The intensity of electromagnetic radiation is given by

$I=\frac{P}{A}$

where

P is the power output

A is the surface area considered

In this problem, we have

$I=1360 W/m^2$ is the intensity of the solar radiation at the Earth

The area to be considered is area of a sphere of radius

$r=1.5\cdot 10^{11} m$ (distance Earth-Sun)

Therefore

$A=4\pi r^2 = 4 \pi (1.5\cdot 10^{11})^2=2.8\cdot 10^{23}m^2$

And now, using the first equation, we can find the total power output of the Sun:

$P=IA=(1360)(2.8\cdot 10^{23})=3.845\cdot 10^{26} W$

b)

The energy of the solar radiation is directly proportional to its frequency, given the relationship

$E=hf$

where E is the energy, h is the Planck's constant, f is the frequency.

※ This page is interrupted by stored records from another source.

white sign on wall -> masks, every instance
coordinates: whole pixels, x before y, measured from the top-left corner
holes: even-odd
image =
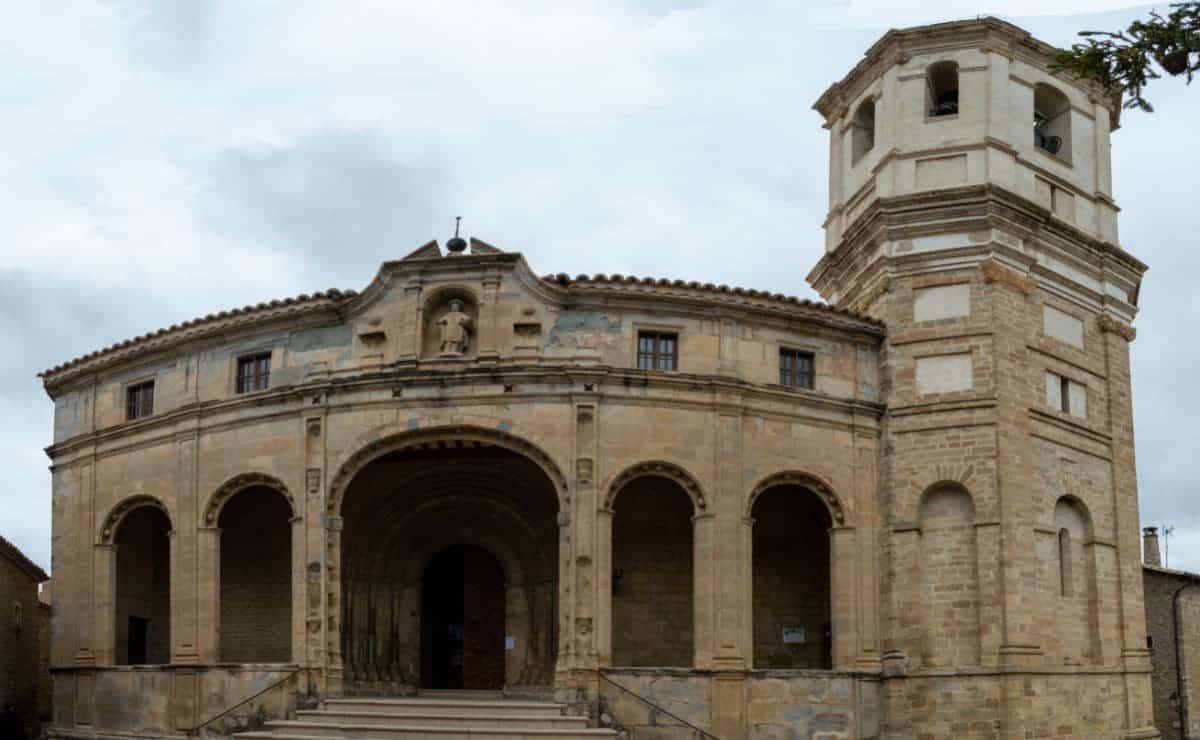
[[[505,650],[516,650],[517,649],[517,638],[505,637],[504,638],[504,649]]]
[[[783,628],[783,644],[784,645],[803,645],[807,640],[803,627],[784,627]]]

Also, the power output of the Sun is directly proportional to the energy,

$P=\frac{E}{t}$

where t is the time.

This means that the power output is proportional to the frequency:

$P\propto f$

Here the frequency increases by 1 MHz: the original frequency was

$f_0 = 60 MHz$

so the relative percentage change in frequency is

$\frac{\Delta f}{f_0}\cdot 100 = \frac{1}{60}\cdot 100 =1.67\%$

And therefore, the power also increases by 1.67 %.

c)

In this second case, we have to calculate the new power output of the Sun:

$P' = P + \frac{1.67}{100}P =1.167P=1.0167(3.845\cdot 10^{26})=3.910\cdot 10^{26} W$

Now we want to calculate the intensity of the radiation measured on Mars. Mars is 60% farther from the Sun than the Earth, so its distance from the Sun is

$r'=(1+0.60)r=1.60r=1.60(1.5\cdot 10^{11})=2.4\cdot 10^{11}m$